02:07And so the Russians are trying to keep their actions, coordinated actions across multi-domains,
02:13yeah, including targeting the population, targeting politicians, etc., etc., etc., disinformation.
02:19They're trying to keep it below the threshold of where there'd be especially an Article 5 response,
02:24but even a national response.
02:25And, yeah, I think it's a very difficult piece of work to do for the EU, for NATO, for the countries involved.
02:35I mean, anyone who wants to read, you know, the brilliant book, Putin's People,
02:38you'll just get a complete understanding of how Putin thinks, how the KGB think,
02:45what their strategy of Maskarovska is about in terms of attacking the West through numerous different means.
02:50And that's economic, that's sabotage. As I said, it's disinformation.
02:56And it's these other kind of issues where you have, you know, just sort of sowing a threat as well.
03:02You've got to remember, we've had a lot of lines cut, mysteriously cut, trains derailed, etc.
03:08It's a full-on campaign. It's in full swing across the whole of Europe.
03:13And I just wonder, the question is, how much does Europe take?
03:17Indeed, Patrick. Just to name-check that book again, Putin's People by Catherine Belton.
03:22I think you and I are reading the same material.
03:24It is a real detailed analysis of just what is behind Putin's movements right now
03:30and what Russia is aiming to do.
03:31And it is quite a scary read in many ways.

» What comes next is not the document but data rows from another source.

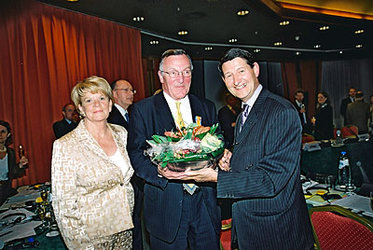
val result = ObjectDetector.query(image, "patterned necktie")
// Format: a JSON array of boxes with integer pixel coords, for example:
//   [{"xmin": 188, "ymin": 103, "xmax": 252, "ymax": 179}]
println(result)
[
  {"xmin": 175, "ymin": 102, "xmax": 185, "ymax": 128},
  {"xmin": 175, "ymin": 102, "xmax": 198, "ymax": 195},
  {"xmin": 240, "ymin": 104, "xmax": 250, "ymax": 132},
  {"xmin": 124, "ymin": 112, "xmax": 130, "ymax": 122}
]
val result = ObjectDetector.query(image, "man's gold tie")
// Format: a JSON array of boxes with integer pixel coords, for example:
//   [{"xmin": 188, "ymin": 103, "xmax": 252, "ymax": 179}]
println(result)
[
  {"xmin": 175, "ymin": 102, "xmax": 197, "ymax": 195},
  {"xmin": 176, "ymin": 102, "xmax": 185, "ymax": 128}
]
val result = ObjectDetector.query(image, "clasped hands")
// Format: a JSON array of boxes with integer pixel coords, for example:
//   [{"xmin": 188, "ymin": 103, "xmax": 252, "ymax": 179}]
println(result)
[{"xmin": 158, "ymin": 149, "xmax": 232, "ymax": 182}]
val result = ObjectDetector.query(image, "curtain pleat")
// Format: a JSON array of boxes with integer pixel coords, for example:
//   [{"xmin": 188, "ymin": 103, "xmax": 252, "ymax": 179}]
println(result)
[{"xmin": 0, "ymin": 0, "xmax": 145, "ymax": 186}]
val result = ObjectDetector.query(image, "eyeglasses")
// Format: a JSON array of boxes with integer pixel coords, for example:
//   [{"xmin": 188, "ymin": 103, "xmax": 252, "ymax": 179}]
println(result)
[
  {"xmin": 161, "ymin": 69, "xmax": 192, "ymax": 78},
  {"xmin": 114, "ymin": 88, "xmax": 136, "ymax": 94}
]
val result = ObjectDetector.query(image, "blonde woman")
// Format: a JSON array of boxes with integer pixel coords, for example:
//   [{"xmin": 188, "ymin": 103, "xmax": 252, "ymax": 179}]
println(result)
[{"xmin": 52, "ymin": 76, "xmax": 134, "ymax": 249}]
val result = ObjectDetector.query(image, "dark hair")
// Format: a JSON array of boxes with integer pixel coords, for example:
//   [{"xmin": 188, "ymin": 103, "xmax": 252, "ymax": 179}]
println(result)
[
  {"xmin": 0, "ymin": 120, "xmax": 13, "ymax": 146},
  {"xmin": 159, "ymin": 49, "xmax": 193, "ymax": 71},
  {"xmin": 317, "ymin": 91, "xmax": 330, "ymax": 103},
  {"xmin": 218, "ymin": 48, "xmax": 255, "ymax": 76},
  {"xmin": 294, "ymin": 89, "xmax": 304, "ymax": 96}
]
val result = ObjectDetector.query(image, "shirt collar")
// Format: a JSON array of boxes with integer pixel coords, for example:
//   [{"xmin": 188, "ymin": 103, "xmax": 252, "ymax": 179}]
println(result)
[{"xmin": 242, "ymin": 84, "xmax": 263, "ymax": 107}]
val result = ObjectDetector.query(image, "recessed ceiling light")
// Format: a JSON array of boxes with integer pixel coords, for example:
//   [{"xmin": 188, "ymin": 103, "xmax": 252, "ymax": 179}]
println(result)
[
  {"xmin": 177, "ymin": 30, "xmax": 188, "ymax": 36},
  {"xmin": 319, "ymin": 26, "xmax": 329, "ymax": 30},
  {"xmin": 237, "ymin": 10, "xmax": 249, "ymax": 16},
  {"xmin": 280, "ymin": 21, "xmax": 290, "ymax": 26},
  {"xmin": 132, "ymin": 16, "xmax": 145, "ymax": 22}
]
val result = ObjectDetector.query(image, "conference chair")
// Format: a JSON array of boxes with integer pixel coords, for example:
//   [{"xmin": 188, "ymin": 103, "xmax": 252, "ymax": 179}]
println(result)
[{"xmin": 309, "ymin": 205, "xmax": 373, "ymax": 250}]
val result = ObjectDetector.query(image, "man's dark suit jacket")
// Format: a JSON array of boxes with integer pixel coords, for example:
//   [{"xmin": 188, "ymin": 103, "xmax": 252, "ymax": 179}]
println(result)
[
  {"xmin": 107, "ymin": 105, "xmax": 128, "ymax": 131},
  {"xmin": 217, "ymin": 89, "xmax": 313, "ymax": 250},
  {"xmin": 0, "ymin": 147, "xmax": 25, "ymax": 205},
  {"xmin": 53, "ymin": 118, "xmax": 78, "ymax": 139},
  {"xmin": 128, "ymin": 93, "xmax": 221, "ymax": 242},
  {"xmin": 218, "ymin": 106, "xmax": 240, "ymax": 148},
  {"xmin": 340, "ymin": 97, "xmax": 352, "ymax": 125}
]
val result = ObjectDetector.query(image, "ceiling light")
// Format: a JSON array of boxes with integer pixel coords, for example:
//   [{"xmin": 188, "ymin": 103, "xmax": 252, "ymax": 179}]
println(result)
[
  {"xmin": 237, "ymin": 10, "xmax": 249, "ymax": 16},
  {"xmin": 177, "ymin": 30, "xmax": 188, "ymax": 36},
  {"xmin": 320, "ymin": 26, "xmax": 329, "ymax": 30},
  {"xmin": 280, "ymin": 21, "xmax": 290, "ymax": 26},
  {"xmin": 132, "ymin": 16, "xmax": 145, "ymax": 22}
]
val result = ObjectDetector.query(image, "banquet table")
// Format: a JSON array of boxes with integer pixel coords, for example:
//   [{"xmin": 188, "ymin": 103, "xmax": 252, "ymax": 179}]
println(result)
[{"xmin": 301, "ymin": 140, "xmax": 373, "ymax": 186}]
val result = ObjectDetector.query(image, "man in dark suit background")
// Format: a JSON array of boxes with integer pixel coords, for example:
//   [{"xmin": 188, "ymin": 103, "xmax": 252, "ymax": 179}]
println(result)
[
  {"xmin": 128, "ymin": 49, "xmax": 221, "ymax": 250},
  {"xmin": 340, "ymin": 87, "xmax": 356, "ymax": 125},
  {"xmin": 53, "ymin": 103, "xmax": 77, "ymax": 139},
  {"xmin": 108, "ymin": 79, "xmax": 136, "ymax": 131},
  {"xmin": 294, "ymin": 89, "xmax": 311, "ymax": 133},
  {"xmin": 108, "ymin": 79, "xmax": 144, "ymax": 250},
  {"xmin": 186, "ymin": 49, "xmax": 313, "ymax": 250}
]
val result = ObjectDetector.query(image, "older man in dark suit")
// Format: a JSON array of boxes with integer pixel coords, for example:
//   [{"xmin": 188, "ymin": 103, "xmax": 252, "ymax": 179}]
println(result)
[
  {"xmin": 128, "ymin": 49, "xmax": 221, "ymax": 250},
  {"xmin": 108, "ymin": 79, "xmax": 136, "ymax": 130},
  {"xmin": 53, "ymin": 103, "xmax": 78, "ymax": 139},
  {"xmin": 188, "ymin": 49, "xmax": 313, "ymax": 250}
]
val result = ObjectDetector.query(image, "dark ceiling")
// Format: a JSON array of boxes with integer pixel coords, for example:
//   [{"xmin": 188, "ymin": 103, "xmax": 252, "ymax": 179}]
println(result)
[{"xmin": 35, "ymin": 0, "xmax": 373, "ymax": 61}]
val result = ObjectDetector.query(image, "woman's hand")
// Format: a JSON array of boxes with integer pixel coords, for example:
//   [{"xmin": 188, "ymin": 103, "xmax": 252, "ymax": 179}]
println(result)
[{"xmin": 219, "ymin": 149, "xmax": 232, "ymax": 171}]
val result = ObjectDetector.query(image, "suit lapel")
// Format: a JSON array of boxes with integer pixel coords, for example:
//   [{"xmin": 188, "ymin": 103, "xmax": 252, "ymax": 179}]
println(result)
[
  {"xmin": 235, "ymin": 88, "xmax": 269, "ymax": 143},
  {"xmin": 154, "ymin": 92, "xmax": 176, "ymax": 134}
]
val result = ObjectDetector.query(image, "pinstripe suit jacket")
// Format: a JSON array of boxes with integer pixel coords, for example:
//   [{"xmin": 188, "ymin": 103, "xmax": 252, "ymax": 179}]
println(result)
[
  {"xmin": 217, "ymin": 89, "xmax": 313, "ymax": 250},
  {"xmin": 128, "ymin": 93, "xmax": 221, "ymax": 242}
]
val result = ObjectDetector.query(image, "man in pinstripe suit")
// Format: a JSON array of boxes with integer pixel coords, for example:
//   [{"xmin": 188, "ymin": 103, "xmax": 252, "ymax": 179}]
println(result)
[{"xmin": 188, "ymin": 49, "xmax": 313, "ymax": 250}]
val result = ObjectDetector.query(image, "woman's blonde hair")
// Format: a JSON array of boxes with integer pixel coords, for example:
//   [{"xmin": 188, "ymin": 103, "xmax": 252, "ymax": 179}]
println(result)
[{"xmin": 71, "ymin": 76, "xmax": 113, "ymax": 114}]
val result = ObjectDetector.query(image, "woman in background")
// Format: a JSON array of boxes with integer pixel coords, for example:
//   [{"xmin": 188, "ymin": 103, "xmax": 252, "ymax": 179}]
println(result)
[
  {"xmin": 312, "ymin": 92, "xmax": 334, "ymax": 140},
  {"xmin": 52, "ymin": 76, "xmax": 134, "ymax": 249},
  {"xmin": 0, "ymin": 120, "xmax": 28, "ymax": 205}
]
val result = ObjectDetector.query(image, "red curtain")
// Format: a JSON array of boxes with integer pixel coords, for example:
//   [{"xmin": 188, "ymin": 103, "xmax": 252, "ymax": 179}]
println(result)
[
  {"xmin": 0, "ymin": 0, "xmax": 145, "ymax": 185},
  {"xmin": 281, "ymin": 61, "xmax": 321, "ymax": 121}
]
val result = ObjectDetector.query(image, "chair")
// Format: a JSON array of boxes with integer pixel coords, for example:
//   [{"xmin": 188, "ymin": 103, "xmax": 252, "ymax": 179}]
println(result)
[
  {"xmin": 309, "ymin": 205, "xmax": 373, "ymax": 250},
  {"xmin": 341, "ymin": 125, "xmax": 359, "ymax": 138},
  {"xmin": 220, "ymin": 219, "xmax": 232, "ymax": 250}
]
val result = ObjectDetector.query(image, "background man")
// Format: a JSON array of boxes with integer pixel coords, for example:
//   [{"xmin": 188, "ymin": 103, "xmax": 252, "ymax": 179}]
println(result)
[
  {"xmin": 294, "ymin": 90, "xmax": 310, "ymax": 133},
  {"xmin": 108, "ymin": 79, "xmax": 144, "ymax": 250},
  {"xmin": 53, "ymin": 103, "xmax": 77, "ymax": 139},
  {"xmin": 108, "ymin": 79, "xmax": 136, "ymax": 130},
  {"xmin": 186, "ymin": 49, "xmax": 313, "ymax": 249},
  {"xmin": 341, "ymin": 87, "xmax": 356, "ymax": 125},
  {"xmin": 128, "ymin": 49, "xmax": 221, "ymax": 250},
  {"xmin": 346, "ymin": 91, "xmax": 370, "ymax": 134}
]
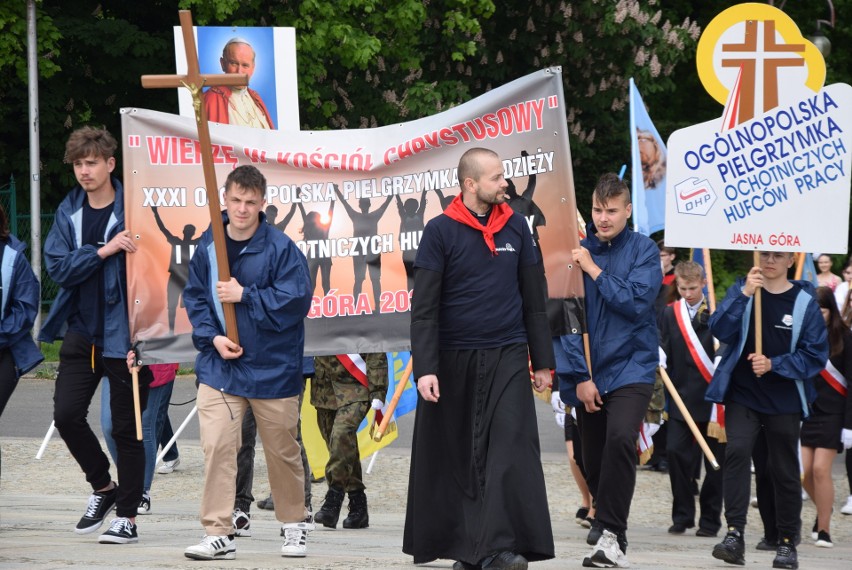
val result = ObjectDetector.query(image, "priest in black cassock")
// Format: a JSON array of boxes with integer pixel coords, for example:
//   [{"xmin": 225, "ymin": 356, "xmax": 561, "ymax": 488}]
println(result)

03:34The pilots of the Ursula von der Leyen private jet resorted to old-school navigational tools
03:39to get the plane where it needed to go. There we go.

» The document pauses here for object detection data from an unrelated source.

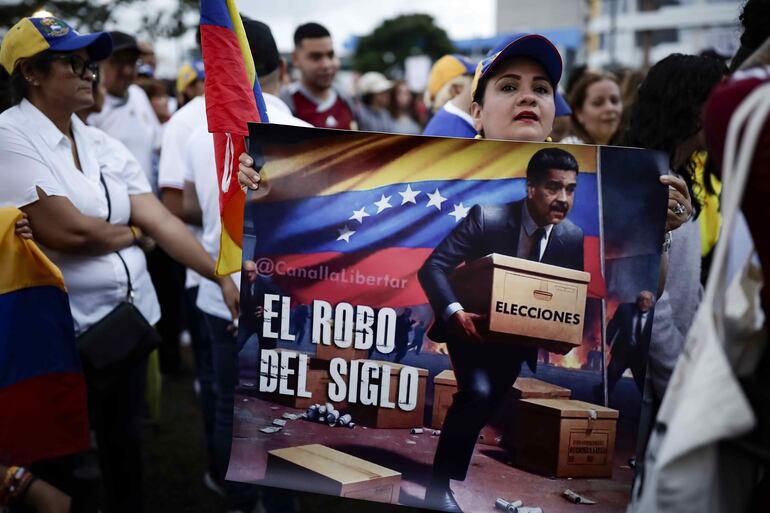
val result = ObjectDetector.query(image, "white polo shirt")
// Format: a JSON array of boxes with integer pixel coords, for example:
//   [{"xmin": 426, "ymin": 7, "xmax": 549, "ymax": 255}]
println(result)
[
  {"xmin": 182, "ymin": 93, "xmax": 312, "ymax": 319},
  {"xmin": 0, "ymin": 100, "xmax": 160, "ymax": 333},
  {"xmin": 88, "ymin": 84, "xmax": 161, "ymax": 192},
  {"xmin": 158, "ymin": 96, "xmax": 206, "ymax": 289}
]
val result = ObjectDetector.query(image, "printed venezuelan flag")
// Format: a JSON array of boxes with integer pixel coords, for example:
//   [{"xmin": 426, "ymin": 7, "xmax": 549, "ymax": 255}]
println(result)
[
  {"xmin": 201, "ymin": 0, "xmax": 267, "ymax": 275},
  {"xmin": 0, "ymin": 208, "xmax": 89, "ymax": 465},
  {"xmin": 244, "ymin": 126, "xmax": 605, "ymax": 307}
]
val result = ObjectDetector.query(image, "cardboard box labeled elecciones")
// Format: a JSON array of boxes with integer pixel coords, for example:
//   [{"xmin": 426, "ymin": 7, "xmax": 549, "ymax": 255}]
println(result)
[
  {"xmin": 349, "ymin": 360, "xmax": 428, "ymax": 428},
  {"xmin": 511, "ymin": 399, "xmax": 618, "ymax": 477},
  {"xmin": 431, "ymin": 369, "xmax": 572, "ymax": 445},
  {"xmin": 450, "ymin": 253, "xmax": 591, "ymax": 354},
  {"xmin": 265, "ymin": 444, "xmax": 401, "ymax": 503}
]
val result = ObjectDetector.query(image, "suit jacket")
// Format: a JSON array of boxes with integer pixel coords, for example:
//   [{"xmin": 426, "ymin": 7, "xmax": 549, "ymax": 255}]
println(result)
[
  {"xmin": 418, "ymin": 199, "xmax": 583, "ymax": 369},
  {"xmin": 607, "ymin": 303, "xmax": 655, "ymax": 359}
]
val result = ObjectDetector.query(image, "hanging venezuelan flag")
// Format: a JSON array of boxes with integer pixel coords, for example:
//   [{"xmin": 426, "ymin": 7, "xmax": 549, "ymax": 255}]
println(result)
[
  {"xmin": 0, "ymin": 208, "xmax": 90, "ymax": 465},
  {"xmin": 201, "ymin": 0, "xmax": 268, "ymax": 275}
]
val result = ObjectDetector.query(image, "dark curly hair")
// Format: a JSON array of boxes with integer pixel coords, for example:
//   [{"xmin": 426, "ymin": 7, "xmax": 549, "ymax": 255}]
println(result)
[
  {"xmin": 730, "ymin": 0, "xmax": 770, "ymax": 73},
  {"xmin": 624, "ymin": 53, "xmax": 727, "ymax": 216}
]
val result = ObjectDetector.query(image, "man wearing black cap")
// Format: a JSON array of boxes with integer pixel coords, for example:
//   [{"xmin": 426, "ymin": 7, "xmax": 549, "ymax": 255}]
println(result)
[
  {"xmin": 88, "ymin": 31, "xmax": 161, "ymax": 190},
  {"xmin": 281, "ymin": 23, "xmax": 356, "ymax": 129},
  {"xmin": 243, "ymin": 17, "xmax": 313, "ymax": 127},
  {"xmin": 88, "ymin": 31, "xmax": 184, "ymax": 373}
]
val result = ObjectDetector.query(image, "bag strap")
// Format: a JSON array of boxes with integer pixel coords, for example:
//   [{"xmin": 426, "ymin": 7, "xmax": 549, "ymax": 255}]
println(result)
[
  {"xmin": 703, "ymin": 80, "xmax": 770, "ymax": 328},
  {"xmin": 99, "ymin": 169, "xmax": 134, "ymax": 303}
]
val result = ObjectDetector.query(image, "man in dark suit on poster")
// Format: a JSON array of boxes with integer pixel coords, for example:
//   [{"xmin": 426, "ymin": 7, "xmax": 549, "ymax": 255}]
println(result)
[
  {"xmin": 607, "ymin": 290, "xmax": 655, "ymax": 395},
  {"xmin": 419, "ymin": 148, "xmax": 583, "ymax": 512}
]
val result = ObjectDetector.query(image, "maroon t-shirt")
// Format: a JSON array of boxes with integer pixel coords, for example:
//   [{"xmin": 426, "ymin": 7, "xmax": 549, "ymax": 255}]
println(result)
[
  {"xmin": 291, "ymin": 90, "xmax": 353, "ymax": 130},
  {"xmin": 704, "ymin": 67, "xmax": 770, "ymax": 313}
]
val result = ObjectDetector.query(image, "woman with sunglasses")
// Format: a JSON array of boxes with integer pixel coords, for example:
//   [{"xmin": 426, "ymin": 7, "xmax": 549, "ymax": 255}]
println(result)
[{"xmin": 0, "ymin": 17, "xmax": 238, "ymax": 512}]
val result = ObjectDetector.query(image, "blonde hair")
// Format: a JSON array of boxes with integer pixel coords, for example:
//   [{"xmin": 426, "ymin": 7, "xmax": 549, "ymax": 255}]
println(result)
[{"xmin": 423, "ymin": 75, "xmax": 473, "ymax": 112}]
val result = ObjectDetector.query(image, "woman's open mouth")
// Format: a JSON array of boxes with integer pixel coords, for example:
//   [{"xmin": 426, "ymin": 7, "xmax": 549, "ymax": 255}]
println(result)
[{"xmin": 513, "ymin": 110, "xmax": 540, "ymax": 123}]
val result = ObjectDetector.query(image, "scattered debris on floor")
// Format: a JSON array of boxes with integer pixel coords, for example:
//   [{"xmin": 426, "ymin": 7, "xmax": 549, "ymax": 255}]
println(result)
[
  {"xmin": 495, "ymin": 497, "xmax": 523, "ymax": 513},
  {"xmin": 495, "ymin": 498, "xmax": 543, "ymax": 513},
  {"xmin": 562, "ymin": 489, "xmax": 596, "ymax": 504}
]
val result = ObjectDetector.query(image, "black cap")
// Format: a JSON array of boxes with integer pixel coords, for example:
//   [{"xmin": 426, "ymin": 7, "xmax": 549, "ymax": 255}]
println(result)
[
  {"xmin": 108, "ymin": 30, "xmax": 139, "ymax": 53},
  {"xmin": 241, "ymin": 16, "xmax": 281, "ymax": 77}
]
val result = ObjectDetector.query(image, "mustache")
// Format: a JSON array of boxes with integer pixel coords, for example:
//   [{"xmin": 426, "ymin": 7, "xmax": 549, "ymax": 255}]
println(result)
[{"xmin": 550, "ymin": 201, "xmax": 569, "ymax": 214}]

03:42I'm wondering how ordinary people respond to the possible threat that they might face.
03:47It could be, as you say, bigger targets such as governments, such as businesses.
03:52But of course, ordinary people too have never been more vulnerable.
03:56It's about education. The main thing really in combating this, it takes cross-government,
04:01cross-national effort to build social resilience.
04:06And at a time when you can see that it's not the only thing that's happening,
04:09people are angry for a reason.
04:10Here in the UK, obviously, at the moment, it's about illegal immigration, and there are high rates of that.
04:16But some of that, there's evidence to suggest, is being driven by powers like Russia,
04:20who are leaning on General Haftar in Libya to allow people to come up from Africa and through and into Europe.
04:26And then, guess what? They make their way to the UK.
04:28So, you know, this has been a part of a tactic which is being used against the European Union.
04:32We saw it, you know, again on some of the other Eastern crossings as well.
04:37I think really it comes down to the workpiece.
04:39It's about education. It's about social resilience.
04:41I think, to be honest with you, probably there's, you know, how much you can say this,
04:46but like an information control angle here, like everybody's got basically now,
04:51they've got a portable studio connected to the Wi-Fi, you know, to the Internet in real time.
04:56I don't know how you actually end up in a thriving democracy when you've got varying degrees of education level
05:02and people, you know, struggling to interpret some of the information that are coming over their phones.
05:07You know, all of us included, we've all got it wrong at times.
05:12So, I mean, one of the things that kind of I think about, if you did end up in a conventional war,
05:17what is the information plan for day two of that conventional war at nation states?
05:21And what are they going to do? You know, because you can't have this.
05:24We had, you know, one of the reasons the West won the Second World War is because they have very strong and effective censorship,
05:31you know, give or take a couple of radio channels.
05:35So that's what we're dealing with, really.
05:37It's a very complex picture. It's got huge moral and ethical issues for democracies.
05:44But I think, you know, the longer term picture, if they stay the way they are
05:47and don't start to cohere and put effort into social resilience, societal resilience,
05:53they're going to find themselves undermined.
05:56Patrick Berry, Senior Associate Professor in Warfare and Counterterrorism at the University of Bath.
06:00Thank you, sir, for joining us.